The next phase was to have both the metadata and the data stored in data or storage nodes with separate and scale-out compute nodes doing the data access calculations – the VAST-style approach:

In its initial marketing material, VAST said there could be up to 10,000 stateless compute nodes and 1,000 data nodes, emphasizing the enlarged capacity it was offering. Pure identified problems with this as well, saying that there can be write bottlenecks on the data nodes providing variable performance and that network complexity could be an issue as well.

Step back a moment and reflect that Pure Storage is now an incumbent with many FlashBlade customers and needs to introduce a VAST-type disaggregated compute and storage technology without leaving its customer base behind. In a stroke of genius, co-founder John Colgrove decided to have separate metadata and data storage nodes, roughly similar to Lustre, but make FlashBlade arrays the metadata nodes:

Pure’s Fusion, with its fleet-level global storage pools, could move existing FlashBlade data to the EXA’s data nodes. These are simple JBOFs, using 24 of Pure’s proprietary Direct Flash Modules and their 75 TB and 150 TB capacity, with 300 TB and then greater capacities coming later. They provide relatively low-cost, high-density storage.

Pure says that accessing client systems, such as GPU servers, have simpler agent software and get consistent write performance at scale. The EXA system metadata nodes communicate with compute cluster clients using pNFS (NFSv4.1 over TCP) with data transmitted using NFSv3 over RDMA. 
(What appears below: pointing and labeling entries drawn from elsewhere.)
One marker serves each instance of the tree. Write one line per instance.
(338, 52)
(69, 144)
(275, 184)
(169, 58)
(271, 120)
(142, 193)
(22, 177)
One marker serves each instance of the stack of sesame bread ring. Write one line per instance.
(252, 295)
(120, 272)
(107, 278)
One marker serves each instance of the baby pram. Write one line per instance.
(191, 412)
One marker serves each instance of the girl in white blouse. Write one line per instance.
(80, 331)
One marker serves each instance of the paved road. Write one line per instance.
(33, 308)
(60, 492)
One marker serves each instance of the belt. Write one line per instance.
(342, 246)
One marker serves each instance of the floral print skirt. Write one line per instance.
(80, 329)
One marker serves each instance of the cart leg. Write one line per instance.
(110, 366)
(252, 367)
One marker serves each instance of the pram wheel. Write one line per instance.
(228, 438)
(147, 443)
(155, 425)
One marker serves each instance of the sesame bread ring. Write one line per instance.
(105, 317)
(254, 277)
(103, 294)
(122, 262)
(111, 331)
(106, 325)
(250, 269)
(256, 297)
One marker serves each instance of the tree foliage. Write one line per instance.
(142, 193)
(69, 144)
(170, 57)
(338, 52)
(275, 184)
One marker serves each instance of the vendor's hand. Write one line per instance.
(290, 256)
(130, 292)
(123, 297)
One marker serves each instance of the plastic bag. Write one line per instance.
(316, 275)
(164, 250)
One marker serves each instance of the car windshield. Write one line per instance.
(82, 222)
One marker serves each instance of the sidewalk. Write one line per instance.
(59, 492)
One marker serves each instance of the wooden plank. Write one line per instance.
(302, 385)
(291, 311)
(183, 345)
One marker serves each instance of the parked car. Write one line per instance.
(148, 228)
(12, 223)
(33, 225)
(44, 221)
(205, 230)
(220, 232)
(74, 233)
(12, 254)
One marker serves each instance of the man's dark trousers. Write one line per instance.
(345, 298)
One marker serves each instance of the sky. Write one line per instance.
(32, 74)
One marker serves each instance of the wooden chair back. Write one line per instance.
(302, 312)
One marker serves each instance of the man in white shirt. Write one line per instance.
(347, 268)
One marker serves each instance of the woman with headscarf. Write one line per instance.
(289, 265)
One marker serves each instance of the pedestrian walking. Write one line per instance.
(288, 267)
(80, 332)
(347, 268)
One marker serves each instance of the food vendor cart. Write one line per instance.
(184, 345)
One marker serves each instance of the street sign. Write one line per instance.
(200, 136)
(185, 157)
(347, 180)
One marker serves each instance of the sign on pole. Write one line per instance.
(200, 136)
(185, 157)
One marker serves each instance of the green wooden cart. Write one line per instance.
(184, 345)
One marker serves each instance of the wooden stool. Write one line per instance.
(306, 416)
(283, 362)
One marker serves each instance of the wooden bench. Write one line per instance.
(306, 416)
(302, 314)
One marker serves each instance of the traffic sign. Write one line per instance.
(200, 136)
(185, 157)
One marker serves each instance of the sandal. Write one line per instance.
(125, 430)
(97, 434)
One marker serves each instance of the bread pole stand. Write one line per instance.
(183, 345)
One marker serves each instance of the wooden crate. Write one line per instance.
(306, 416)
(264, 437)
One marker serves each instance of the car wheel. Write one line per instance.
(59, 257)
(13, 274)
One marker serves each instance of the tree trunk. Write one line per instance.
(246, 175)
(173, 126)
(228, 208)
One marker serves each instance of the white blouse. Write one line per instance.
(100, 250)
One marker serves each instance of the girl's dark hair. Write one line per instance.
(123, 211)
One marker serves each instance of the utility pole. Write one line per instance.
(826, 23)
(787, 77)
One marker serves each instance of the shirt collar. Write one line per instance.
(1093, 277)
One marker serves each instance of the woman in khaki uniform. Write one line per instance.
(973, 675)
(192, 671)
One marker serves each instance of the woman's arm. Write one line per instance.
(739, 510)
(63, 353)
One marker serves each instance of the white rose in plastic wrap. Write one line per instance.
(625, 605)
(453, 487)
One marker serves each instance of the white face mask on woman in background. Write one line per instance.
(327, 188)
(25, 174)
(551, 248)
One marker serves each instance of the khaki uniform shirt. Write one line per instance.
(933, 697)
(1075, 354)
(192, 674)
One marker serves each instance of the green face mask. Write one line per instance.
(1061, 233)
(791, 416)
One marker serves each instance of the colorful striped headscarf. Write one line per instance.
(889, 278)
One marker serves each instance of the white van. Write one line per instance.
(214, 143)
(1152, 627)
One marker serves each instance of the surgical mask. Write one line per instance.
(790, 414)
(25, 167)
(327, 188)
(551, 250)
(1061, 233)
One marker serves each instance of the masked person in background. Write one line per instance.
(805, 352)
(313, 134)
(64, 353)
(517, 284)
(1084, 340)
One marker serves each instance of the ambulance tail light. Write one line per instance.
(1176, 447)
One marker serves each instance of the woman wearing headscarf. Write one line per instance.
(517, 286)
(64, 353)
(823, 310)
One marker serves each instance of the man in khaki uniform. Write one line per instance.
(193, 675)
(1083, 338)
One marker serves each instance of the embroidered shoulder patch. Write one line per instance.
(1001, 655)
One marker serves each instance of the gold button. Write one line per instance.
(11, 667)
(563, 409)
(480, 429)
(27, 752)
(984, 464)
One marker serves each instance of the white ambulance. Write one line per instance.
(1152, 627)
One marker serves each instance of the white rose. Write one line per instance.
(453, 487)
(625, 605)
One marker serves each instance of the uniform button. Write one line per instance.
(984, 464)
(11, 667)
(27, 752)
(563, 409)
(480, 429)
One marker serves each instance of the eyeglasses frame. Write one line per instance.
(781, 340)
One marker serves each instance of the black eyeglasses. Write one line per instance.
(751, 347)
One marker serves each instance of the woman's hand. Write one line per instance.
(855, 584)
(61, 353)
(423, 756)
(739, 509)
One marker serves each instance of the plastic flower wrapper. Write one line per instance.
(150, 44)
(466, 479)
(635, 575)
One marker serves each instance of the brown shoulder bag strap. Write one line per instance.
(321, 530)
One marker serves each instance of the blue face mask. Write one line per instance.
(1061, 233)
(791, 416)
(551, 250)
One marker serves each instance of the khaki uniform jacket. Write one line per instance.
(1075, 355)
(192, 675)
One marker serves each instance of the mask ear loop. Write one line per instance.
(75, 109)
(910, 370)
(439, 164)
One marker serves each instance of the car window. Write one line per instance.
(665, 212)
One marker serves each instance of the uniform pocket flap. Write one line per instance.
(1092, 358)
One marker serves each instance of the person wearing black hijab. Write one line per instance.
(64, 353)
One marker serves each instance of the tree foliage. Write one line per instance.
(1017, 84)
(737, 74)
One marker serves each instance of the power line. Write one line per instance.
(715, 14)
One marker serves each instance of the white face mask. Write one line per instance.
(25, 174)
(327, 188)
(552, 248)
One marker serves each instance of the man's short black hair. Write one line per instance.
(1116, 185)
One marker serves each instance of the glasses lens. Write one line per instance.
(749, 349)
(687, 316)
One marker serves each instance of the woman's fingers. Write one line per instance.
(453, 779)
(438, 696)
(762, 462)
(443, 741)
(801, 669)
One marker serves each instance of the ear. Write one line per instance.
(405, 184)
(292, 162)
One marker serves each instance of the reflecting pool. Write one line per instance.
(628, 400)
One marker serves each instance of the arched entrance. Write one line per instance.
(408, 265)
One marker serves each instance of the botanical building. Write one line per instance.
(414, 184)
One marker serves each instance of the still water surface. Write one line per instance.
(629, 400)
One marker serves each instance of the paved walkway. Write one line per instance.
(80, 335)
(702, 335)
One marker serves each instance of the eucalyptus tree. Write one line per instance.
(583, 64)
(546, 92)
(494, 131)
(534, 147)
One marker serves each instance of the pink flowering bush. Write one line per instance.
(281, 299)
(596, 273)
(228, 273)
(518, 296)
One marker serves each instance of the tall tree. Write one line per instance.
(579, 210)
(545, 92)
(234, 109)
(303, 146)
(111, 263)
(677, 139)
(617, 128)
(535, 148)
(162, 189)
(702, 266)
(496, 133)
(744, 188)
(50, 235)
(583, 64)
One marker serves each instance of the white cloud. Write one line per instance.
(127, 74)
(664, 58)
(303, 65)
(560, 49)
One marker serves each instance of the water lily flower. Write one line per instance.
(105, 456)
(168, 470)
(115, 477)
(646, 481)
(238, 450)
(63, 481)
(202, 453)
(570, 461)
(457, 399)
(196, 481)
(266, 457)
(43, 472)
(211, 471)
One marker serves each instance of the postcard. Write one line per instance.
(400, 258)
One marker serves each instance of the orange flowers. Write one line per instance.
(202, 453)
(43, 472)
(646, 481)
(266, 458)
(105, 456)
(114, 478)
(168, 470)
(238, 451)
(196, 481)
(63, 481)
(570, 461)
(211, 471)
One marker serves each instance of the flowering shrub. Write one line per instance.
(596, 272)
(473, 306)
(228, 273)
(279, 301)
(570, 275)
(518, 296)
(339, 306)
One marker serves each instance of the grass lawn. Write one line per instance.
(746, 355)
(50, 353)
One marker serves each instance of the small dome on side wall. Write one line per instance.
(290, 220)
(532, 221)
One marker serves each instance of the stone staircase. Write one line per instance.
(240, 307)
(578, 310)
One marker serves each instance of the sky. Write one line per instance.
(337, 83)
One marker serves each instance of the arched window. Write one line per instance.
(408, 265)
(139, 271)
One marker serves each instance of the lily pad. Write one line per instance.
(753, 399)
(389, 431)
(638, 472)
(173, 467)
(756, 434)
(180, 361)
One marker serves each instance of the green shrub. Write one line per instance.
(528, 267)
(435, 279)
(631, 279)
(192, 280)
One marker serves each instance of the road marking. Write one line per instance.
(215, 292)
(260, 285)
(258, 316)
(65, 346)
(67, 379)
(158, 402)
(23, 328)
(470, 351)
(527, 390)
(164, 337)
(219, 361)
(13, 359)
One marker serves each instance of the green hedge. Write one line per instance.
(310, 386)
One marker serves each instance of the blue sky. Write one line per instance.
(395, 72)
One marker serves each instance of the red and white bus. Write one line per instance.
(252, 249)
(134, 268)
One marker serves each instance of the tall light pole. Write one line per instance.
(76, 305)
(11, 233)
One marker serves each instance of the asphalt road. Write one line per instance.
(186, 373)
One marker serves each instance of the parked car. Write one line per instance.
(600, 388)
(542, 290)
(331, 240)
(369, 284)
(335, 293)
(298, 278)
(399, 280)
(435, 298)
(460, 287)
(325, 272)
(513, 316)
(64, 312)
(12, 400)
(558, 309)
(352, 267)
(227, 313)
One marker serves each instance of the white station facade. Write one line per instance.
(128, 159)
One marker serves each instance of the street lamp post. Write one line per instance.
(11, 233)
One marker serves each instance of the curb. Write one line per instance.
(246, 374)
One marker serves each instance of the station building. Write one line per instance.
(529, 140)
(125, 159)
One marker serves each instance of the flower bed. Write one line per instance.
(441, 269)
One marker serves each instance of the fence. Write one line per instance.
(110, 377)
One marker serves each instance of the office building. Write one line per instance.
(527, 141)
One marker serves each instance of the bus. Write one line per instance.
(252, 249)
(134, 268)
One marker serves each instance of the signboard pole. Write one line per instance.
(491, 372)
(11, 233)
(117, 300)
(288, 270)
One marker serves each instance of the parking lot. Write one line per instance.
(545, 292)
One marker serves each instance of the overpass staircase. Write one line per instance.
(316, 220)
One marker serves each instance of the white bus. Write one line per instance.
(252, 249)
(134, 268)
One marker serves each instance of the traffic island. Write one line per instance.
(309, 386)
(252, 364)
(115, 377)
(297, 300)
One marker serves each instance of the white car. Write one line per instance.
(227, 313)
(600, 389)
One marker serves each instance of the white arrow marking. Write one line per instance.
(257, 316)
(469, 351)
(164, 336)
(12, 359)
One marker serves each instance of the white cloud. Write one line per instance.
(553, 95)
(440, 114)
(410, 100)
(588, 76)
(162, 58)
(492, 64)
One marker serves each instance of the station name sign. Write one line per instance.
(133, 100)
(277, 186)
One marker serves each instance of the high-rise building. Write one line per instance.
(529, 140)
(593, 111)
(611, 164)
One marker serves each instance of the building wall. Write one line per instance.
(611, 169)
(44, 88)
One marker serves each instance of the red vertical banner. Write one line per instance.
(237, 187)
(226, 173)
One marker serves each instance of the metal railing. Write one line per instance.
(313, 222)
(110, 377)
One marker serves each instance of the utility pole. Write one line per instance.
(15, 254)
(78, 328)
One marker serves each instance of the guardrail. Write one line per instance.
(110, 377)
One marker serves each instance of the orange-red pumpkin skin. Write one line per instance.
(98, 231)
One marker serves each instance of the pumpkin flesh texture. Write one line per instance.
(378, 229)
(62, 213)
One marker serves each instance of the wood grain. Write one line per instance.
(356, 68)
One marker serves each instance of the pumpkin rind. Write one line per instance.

The EXA system scales to exabytes and delivers more than 10 TBps of bandwidth, with 3.4 TBps from a single rack. Its general availability will be in the summer, with S3 over RDMA, Nvidia certification and Fusion integration coming after that.

Now Pure has an AI training-capable storage system and an answer to DDN’s Infinia, Hammerspace, HPE with its Alletra Storage MP, Huawei’s A800, VAST Data, and WEKA.

VDURA will deliver RDMA and GPUDirect optimizations later this year. Object storage supplier MinIO has announced support for S3 over RDMA, while Cloudian and Scality have also announced fast object delivery to Nvidia GPU servers.

That leaves four storage suppliers waiting in the wings: Dell with its future PowerScale parallelism and NetApp with its ONTAP for AI project both yet to deliver the goods. Qumulo has not committed to deliver GPUDirect support, although it has said it can do so quite quickly. Nor has Infinidat. Once Infinidat has been absorbed by Lenovo, it might support GPUDirect alongside its existing RAG workflow deployment architecture for generative AI inferencing workloads.

We should note that Dell has been energetic in supporting AI workloads with its servers and its AI Factory initiatives.

Apart from these four, the rest of the mainstream incumbent file and object storage suppliers have all substantially reshaped their technologies to support generative AI’s need for extreme, exabyte-level storage capacity, RDMA levels of latency, and parallel-style read and write data access.